LANSING – Both food growing and processing is expanding in the state, and the Department of Agriculture and Rural Development will be working in the next year to ensure that trend continues, Director Jamie Clover Adams told Gongwer News Service in a recent interview.
The agency will also be working to ensure the food is safe, she said.
Agricultural production is now worth $100 billion annually to the state’s economy, Clover Adams said.
“It’s not all just high corn or soybean prices,” she said. “There’s a lot of growth in processing.”
Some of that also was meeting the goal of doubling export values, she said. Though official numbers were not reported, Clover Adams said she expected they would show the state reaching $3.5 billion.
The state also added 58 new livestock facilities, meaning some $108 million in new construction, she said.
The overall value of agriculture is up from $60 billion about 10 years ago, she said.
That growth, she said, is driving one of the key efforts in the coming year: workforce development.

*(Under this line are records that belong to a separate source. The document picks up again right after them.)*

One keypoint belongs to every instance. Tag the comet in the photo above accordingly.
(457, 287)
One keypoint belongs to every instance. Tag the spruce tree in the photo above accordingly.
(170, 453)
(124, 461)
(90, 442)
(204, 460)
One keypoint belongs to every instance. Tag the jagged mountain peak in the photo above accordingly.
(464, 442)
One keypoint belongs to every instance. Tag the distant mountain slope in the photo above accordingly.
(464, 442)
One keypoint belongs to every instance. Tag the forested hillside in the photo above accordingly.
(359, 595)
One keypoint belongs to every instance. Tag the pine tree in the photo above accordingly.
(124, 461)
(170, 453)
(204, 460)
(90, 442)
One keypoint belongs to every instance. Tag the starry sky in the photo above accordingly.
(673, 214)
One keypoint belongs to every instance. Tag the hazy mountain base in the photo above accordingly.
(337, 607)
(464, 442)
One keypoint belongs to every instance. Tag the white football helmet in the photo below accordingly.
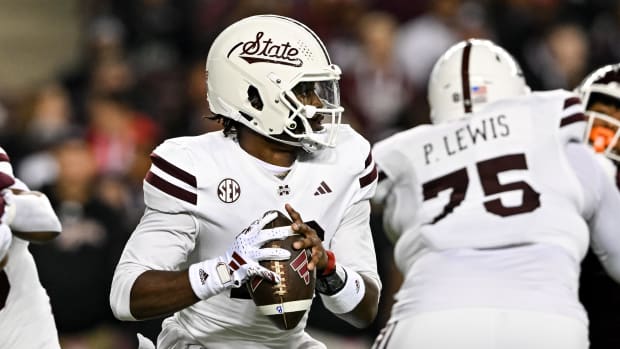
(603, 87)
(468, 76)
(253, 67)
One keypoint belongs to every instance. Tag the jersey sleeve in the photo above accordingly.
(170, 184)
(161, 241)
(367, 177)
(353, 244)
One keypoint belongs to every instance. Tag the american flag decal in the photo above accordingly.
(300, 265)
(479, 94)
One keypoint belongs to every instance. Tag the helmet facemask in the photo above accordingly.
(600, 93)
(257, 67)
(312, 102)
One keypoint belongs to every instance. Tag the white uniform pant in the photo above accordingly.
(484, 328)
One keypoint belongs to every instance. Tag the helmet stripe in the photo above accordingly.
(309, 31)
(465, 77)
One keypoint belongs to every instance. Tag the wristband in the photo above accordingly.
(331, 264)
(349, 296)
(209, 278)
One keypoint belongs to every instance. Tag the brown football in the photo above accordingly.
(286, 303)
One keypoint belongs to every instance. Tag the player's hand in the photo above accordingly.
(246, 251)
(311, 240)
(5, 232)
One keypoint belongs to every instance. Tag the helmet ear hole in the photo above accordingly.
(254, 98)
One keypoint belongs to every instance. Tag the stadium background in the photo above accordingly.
(88, 88)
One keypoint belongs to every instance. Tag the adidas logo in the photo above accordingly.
(322, 189)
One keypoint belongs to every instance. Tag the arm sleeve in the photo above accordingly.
(601, 207)
(353, 244)
(161, 241)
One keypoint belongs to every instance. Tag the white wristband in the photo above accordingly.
(209, 277)
(33, 212)
(349, 297)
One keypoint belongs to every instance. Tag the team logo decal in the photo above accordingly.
(266, 50)
(284, 190)
(300, 265)
(228, 190)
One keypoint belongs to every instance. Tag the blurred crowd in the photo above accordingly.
(84, 135)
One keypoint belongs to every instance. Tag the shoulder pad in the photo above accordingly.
(170, 185)
(355, 150)
(5, 164)
(389, 152)
(568, 113)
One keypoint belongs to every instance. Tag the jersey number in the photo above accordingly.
(488, 171)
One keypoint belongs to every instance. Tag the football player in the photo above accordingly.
(600, 93)
(26, 319)
(272, 84)
(491, 209)
(600, 295)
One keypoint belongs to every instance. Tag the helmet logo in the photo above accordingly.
(266, 51)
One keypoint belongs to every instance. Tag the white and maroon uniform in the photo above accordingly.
(492, 215)
(202, 191)
(26, 320)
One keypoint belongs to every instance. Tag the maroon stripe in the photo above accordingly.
(173, 170)
(238, 258)
(4, 288)
(465, 77)
(171, 189)
(368, 160)
(571, 119)
(571, 101)
(369, 178)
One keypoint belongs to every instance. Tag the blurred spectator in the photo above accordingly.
(375, 89)
(49, 119)
(424, 38)
(605, 32)
(139, 79)
(77, 267)
(560, 58)
(117, 133)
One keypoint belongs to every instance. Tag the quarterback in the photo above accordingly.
(26, 319)
(492, 208)
(271, 83)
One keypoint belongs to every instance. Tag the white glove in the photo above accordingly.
(5, 240)
(212, 276)
(5, 217)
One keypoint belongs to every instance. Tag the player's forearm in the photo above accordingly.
(366, 311)
(158, 293)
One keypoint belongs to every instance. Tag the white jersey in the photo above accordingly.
(488, 211)
(26, 319)
(202, 191)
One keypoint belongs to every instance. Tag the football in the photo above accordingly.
(286, 303)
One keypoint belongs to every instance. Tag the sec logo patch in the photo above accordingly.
(228, 190)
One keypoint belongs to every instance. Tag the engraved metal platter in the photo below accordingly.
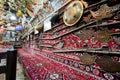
(103, 36)
(73, 13)
(85, 34)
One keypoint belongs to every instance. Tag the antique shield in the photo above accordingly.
(73, 13)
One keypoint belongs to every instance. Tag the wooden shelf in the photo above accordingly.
(103, 52)
(97, 51)
(66, 51)
(105, 24)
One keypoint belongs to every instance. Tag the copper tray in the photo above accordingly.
(73, 13)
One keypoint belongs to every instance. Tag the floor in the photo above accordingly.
(20, 73)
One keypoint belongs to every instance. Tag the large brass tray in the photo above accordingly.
(73, 13)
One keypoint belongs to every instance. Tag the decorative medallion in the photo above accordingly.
(73, 13)
(87, 59)
(107, 64)
(117, 39)
(85, 34)
(54, 76)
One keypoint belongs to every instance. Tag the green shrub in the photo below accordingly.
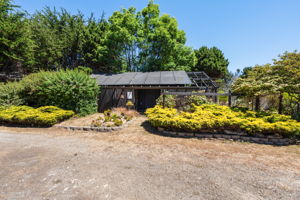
(68, 89)
(169, 101)
(10, 94)
(211, 117)
(25, 115)
(86, 70)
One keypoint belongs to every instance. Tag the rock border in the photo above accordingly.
(241, 137)
(97, 129)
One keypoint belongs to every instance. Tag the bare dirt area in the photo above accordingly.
(135, 163)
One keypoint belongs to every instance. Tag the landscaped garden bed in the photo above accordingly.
(109, 120)
(28, 116)
(214, 121)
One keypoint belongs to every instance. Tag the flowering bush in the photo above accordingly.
(25, 115)
(215, 118)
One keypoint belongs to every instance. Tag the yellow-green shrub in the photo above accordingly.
(25, 115)
(210, 117)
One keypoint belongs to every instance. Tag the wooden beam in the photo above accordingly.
(196, 93)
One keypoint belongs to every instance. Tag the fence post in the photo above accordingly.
(229, 98)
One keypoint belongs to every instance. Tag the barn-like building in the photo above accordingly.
(143, 88)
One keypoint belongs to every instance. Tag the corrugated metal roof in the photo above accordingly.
(144, 78)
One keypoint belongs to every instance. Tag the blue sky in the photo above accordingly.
(249, 32)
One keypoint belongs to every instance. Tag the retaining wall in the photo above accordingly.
(234, 136)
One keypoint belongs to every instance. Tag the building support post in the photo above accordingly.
(229, 98)
(257, 103)
(280, 106)
(164, 98)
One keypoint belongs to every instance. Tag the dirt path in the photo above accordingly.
(136, 164)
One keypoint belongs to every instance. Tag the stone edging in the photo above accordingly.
(97, 129)
(270, 140)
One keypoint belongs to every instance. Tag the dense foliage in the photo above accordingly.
(211, 61)
(215, 118)
(129, 40)
(68, 89)
(25, 115)
(280, 78)
(10, 94)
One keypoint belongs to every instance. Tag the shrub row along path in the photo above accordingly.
(136, 164)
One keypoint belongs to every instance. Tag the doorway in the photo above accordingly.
(146, 99)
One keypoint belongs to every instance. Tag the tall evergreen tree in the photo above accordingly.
(211, 61)
(16, 52)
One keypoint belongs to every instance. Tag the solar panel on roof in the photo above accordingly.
(144, 78)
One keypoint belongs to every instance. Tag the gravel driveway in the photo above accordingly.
(136, 164)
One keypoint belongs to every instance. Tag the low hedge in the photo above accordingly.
(210, 118)
(25, 115)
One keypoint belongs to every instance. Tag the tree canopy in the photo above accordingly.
(283, 76)
(129, 40)
(212, 61)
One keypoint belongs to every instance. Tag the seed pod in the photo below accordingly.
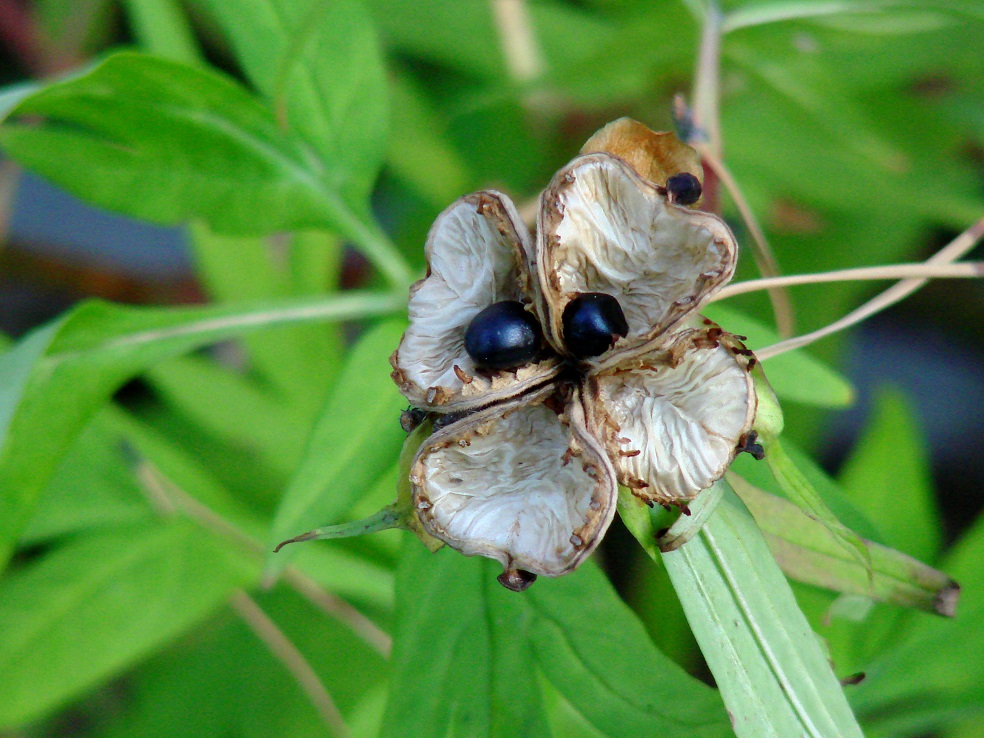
(602, 228)
(503, 336)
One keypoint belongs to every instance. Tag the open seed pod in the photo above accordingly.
(477, 255)
(522, 483)
(672, 421)
(603, 229)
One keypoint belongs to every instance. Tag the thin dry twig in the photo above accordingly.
(167, 497)
(951, 252)
(290, 656)
(965, 269)
(706, 140)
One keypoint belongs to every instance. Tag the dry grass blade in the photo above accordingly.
(950, 253)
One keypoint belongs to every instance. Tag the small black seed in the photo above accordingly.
(593, 321)
(683, 188)
(503, 336)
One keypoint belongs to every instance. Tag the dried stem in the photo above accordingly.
(707, 142)
(519, 48)
(951, 252)
(168, 497)
(967, 269)
(290, 656)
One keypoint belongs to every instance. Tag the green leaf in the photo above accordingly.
(163, 29)
(595, 651)
(355, 438)
(774, 677)
(54, 379)
(794, 375)
(888, 479)
(932, 675)
(321, 66)
(461, 659)
(458, 631)
(158, 140)
(808, 552)
(92, 608)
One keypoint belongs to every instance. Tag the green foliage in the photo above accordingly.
(137, 536)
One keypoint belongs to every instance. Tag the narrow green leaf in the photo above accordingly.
(932, 675)
(767, 662)
(56, 377)
(92, 608)
(888, 478)
(808, 552)
(461, 659)
(354, 440)
(795, 375)
(463, 645)
(595, 651)
(321, 66)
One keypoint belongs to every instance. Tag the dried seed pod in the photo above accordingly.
(672, 423)
(683, 188)
(517, 483)
(477, 253)
(601, 228)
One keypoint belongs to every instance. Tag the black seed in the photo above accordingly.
(593, 321)
(683, 188)
(503, 336)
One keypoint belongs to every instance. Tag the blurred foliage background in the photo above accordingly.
(855, 131)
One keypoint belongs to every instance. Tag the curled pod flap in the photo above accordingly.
(477, 254)
(522, 483)
(672, 422)
(602, 228)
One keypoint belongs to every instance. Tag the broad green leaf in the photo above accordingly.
(93, 607)
(795, 375)
(888, 479)
(166, 142)
(299, 362)
(808, 552)
(229, 682)
(461, 658)
(92, 488)
(55, 378)
(355, 439)
(162, 28)
(337, 569)
(320, 65)
(456, 627)
(239, 412)
(774, 677)
(595, 651)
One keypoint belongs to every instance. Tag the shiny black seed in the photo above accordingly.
(593, 321)
(684, 188)
(503, 336)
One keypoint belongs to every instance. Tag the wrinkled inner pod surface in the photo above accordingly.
(503, 336)
(509, 487)
(592, 322)
(683, 188)
(672, 429)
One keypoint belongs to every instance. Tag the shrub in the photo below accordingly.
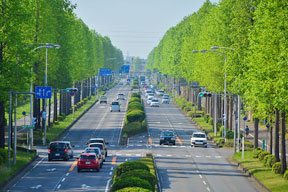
(269, 160)
(131, 182)
(135, 115)
(142, 174)
(133, 128)
(262, 155)
(276, 168)
(229, 134)
(129, 166)
(134, 106)
(256, 152)
(133, 189)
(285, 176)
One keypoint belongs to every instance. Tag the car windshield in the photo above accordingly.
(167, 134)
(57, 146)
(199, 135)
(92, 151)
(88, 157)
(96, 145)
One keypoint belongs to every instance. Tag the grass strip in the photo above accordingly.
(22, 159)
(274, 182)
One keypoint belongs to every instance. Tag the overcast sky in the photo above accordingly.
(135, 26)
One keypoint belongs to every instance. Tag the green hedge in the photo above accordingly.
(129, 166)
(131, 182)
(142, 174)
(133, 189)
(135, 115)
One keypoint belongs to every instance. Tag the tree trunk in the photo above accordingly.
(283, 144)
(2, 124)
(256, 128)
(276, 136)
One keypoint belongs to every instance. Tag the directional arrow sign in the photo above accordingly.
(43, 92)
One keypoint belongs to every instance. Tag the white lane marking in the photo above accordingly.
(107, 185)
(84, 186)
(38, 163)
(36, 187)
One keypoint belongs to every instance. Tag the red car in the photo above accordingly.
(88, 161)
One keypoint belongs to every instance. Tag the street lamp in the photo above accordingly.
(47, 46)
(225, 99)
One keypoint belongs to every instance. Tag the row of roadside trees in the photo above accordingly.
(24, 25)
(257, 68)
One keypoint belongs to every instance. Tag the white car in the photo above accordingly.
(115, 106)
(198, 139)
(121, 96)
(154, 103)
(165, 99)
(149, 100)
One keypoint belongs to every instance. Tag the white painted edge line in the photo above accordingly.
(107, 185)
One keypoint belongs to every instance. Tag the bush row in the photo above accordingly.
(133, 176)
(135, 121)
(269, 161)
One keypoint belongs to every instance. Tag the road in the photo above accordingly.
(180, 167)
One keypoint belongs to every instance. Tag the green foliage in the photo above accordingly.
(262, 155)
(131, 182)
(269, 160)
(276, 168)
(129, 166)
(142, 174)
(135, 115)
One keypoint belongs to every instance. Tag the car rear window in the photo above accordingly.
(57, 146)
(88, 157)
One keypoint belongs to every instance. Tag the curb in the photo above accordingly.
(246, 171)
(7, 181)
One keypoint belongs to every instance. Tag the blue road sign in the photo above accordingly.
(125, 69)
(105, 71)
(43, 92)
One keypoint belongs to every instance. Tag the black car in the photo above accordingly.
(167, 137)
(58, 150)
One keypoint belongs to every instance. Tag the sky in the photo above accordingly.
(135, 26)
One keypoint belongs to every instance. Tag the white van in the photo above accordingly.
(115, 106)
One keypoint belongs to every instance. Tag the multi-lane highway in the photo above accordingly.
(180, 167)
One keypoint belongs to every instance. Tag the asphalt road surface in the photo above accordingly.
(180, 167)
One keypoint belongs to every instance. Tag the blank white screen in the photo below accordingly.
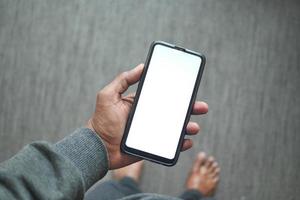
(161, 110)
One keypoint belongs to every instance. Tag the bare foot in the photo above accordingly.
(204, 176)
(133, 171)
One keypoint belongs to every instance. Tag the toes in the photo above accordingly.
(199, 161)
(216, 180)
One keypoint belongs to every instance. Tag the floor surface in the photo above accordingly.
(55, 55)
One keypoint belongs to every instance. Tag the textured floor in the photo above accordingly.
(55, 55)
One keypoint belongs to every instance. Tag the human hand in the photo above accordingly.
(111, 112)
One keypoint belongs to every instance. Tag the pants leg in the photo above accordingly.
(110, 190)
(194, 195)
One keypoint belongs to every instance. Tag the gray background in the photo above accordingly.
(55, 55)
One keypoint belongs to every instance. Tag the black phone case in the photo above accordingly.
(145, 155)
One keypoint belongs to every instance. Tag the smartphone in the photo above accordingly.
(156, 124)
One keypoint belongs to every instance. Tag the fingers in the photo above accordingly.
(192, 128)
(199, 108)
(187, 144)
(121, 83)
(199, 161)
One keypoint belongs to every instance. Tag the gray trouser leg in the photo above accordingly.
(109, 190)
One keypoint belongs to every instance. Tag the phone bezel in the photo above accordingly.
(146, 155)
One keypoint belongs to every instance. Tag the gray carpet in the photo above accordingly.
(55, 55)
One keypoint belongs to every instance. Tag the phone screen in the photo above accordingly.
(164, 100)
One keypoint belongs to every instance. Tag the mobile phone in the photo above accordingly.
(156, 124)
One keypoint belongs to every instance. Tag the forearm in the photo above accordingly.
(61, 171)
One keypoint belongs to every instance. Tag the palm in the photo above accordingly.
(112, 111)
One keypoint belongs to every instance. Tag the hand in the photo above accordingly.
(110, 116)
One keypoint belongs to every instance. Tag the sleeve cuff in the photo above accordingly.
(88, 153)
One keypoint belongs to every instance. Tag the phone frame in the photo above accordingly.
(146, 155)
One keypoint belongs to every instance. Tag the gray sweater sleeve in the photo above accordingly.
(64, 170)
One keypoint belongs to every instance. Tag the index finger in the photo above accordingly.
(200, 107)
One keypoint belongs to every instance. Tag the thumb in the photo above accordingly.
(122, 82)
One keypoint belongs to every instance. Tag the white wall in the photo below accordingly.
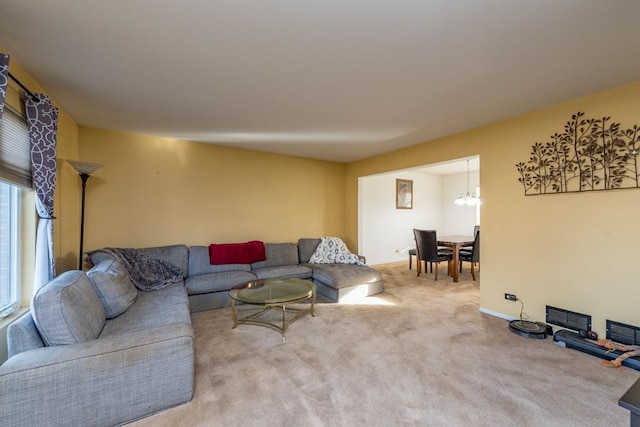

“The Baby Boomers are starting to retire and we’ll have to replace them, and then you add on top of that the sector’s growing like gangbusters,” she said. “So how do we get people interested in working in agriculture?”
That effort, she said, has to go beyond merely attracting new workers, but showing them a career path through the industry.
“In a lot of ways that’s an important thing to do is help people connect the dots in a place that they’re not familiar with,” she said. “If we can do that, then we’ll get people interested.”
The department is working with Michigan Works! in the Thumb region to develop some of those career links.
Once the food is ready to sell, the department also has to be sure it is safe, Clover Adams said. So the department will continue working with the industry and the Legislature to increase some of its inspection fees.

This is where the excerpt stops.